Он улыбнулся углами губ, но был весь напряженный, зажатый. Я с серьезным видом попробовала рукой температуру его лба, озадаченно покачала головой - «высокая температура, больной» - но руку уже не отрывала, тихонько гладила его волосы. Другой рукой прослушала пульс, и тоже уже больше руку не отпускала, гуляла пальцами потихоньку по атласной коже предплечья. И говорила, говорила, заговаривала его страхи.
- Послушай, сейчас я тебе все растолкую. Вся твоя проблема в том, что у тебя
не было регулярной половой жизни. Не надо бояться, никаким сексом мы сейчас с тобой заниматься не будем. Будет лечение. Ты на сеансе у профессора И. Гомориной. Мои сеансы стоят дорого (боже, что я сморозила!), но... кха-кха... с тебя я ничего брать не буду. (Еще лучше! Да я сама трясусь, как дура! Напугаю парня, он убежит же сейчас в моем халате). Слушай, итак. Если мужчина не ведет нормальную половую жизнь, у него естественным образом накапливается э-э…сперма. Не находя нормального выхода, она изливается либо в ночных поллюциях, либо даже в дневных. Сперма свой выход всегда найдет, от нее зависит выживание рода человеческого. В твоем случае переизбыток спермы ведет к перевозбуждению и самопроизвольной эякуляции. Эякуляция - это...
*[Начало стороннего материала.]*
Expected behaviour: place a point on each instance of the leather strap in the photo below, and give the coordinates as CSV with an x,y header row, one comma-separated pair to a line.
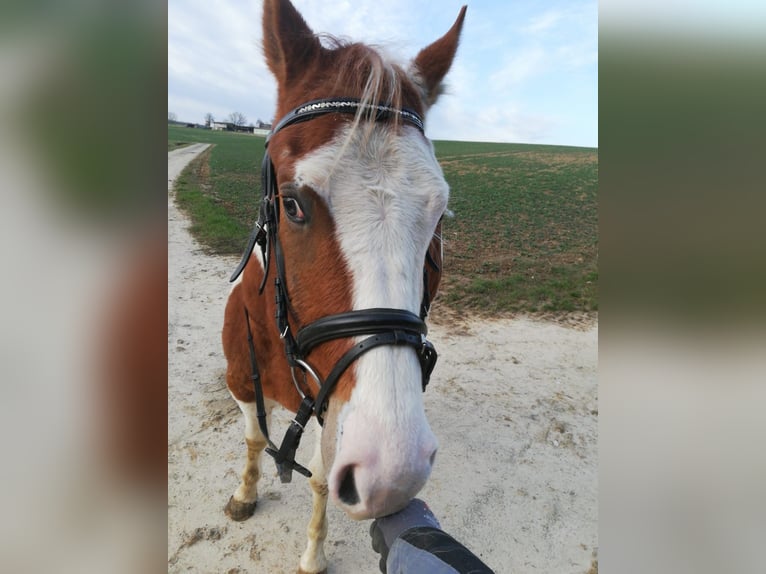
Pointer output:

- Я знаю... - сказал он.- Не совсем дурак.
Я засмеялась.
- Это обнадеживает. Так. Отлично. Ставлю диагноз – юношеский
спермотоксикоз. Диагноз поставлен. Как будем лечить? А как во все времена и лечили. Нормальной половой жизнью. Но сейчас ты напряжен, ты боишься, что у тебя не получится, что ты кончишь раньше времени и все такое прочее. Поэтому сексом-то как раз мы с тобой заниматься и не будем. Мы с тобой будем лежать рядом и разговаривать. Можешь меня погладить, я поглажу тебя. И все. Если я тебе понравлюсь, и даже может быть, ты возбудишься от моих прелестей, то никто тебе не запрещает просто кончить. Вот полотенце. Мы вытремся и будем лежать рядом и рассказывать друг другу свои жизни, которые произошли до нашей встречи.
Я быстро переоделась за дверцей шкафа, накинула халатик, включила телефон, потому что Мауро с ума сойдет, если не дозвонится, и забралась к Артему под простыню, легла рядом на спину, почти не касаясь его. Так мы лежали довольно долго, я смотрела в черное окно и вдруг прямо напротив меня белым божественным светом в небе вспыхнул… ангел! Я аж вздрогнула, головой потрясла, тут же восьмой этаж! Ангел погас. Снова вспыхнул, осыпался снопом искр, погас. Господи, это же электросварщик высотный. Что они делают среди ночи на такой высоте! Фу, ну и напугал он меня, думала, гальюники начались. Мальчик рядом был такой теплый, дыхание его успокоилось, стало едва слышным. Я прошептала:
- Ты не спишь?
Он аж вскинулся.
- Ты чё! Какой сон!
- О чем думаешь?
- Так.
- Ты знаешь, у меня такое ощущение, что мы знакомы давным-давно, что мы
родные люди. Может, мы в прошлых жизнях были мужем и женой, или ты был мне сыном, а я тебе матерью. Расслабься. Просто лежи. Тебя наверно никто вот так не гладил, и здесь никто не трогал... да? Приятно? Я знаю... Не бойся, я тебя просто глажу, я тебя чешу, как котика. Можешь помурлыкать, если хочешь.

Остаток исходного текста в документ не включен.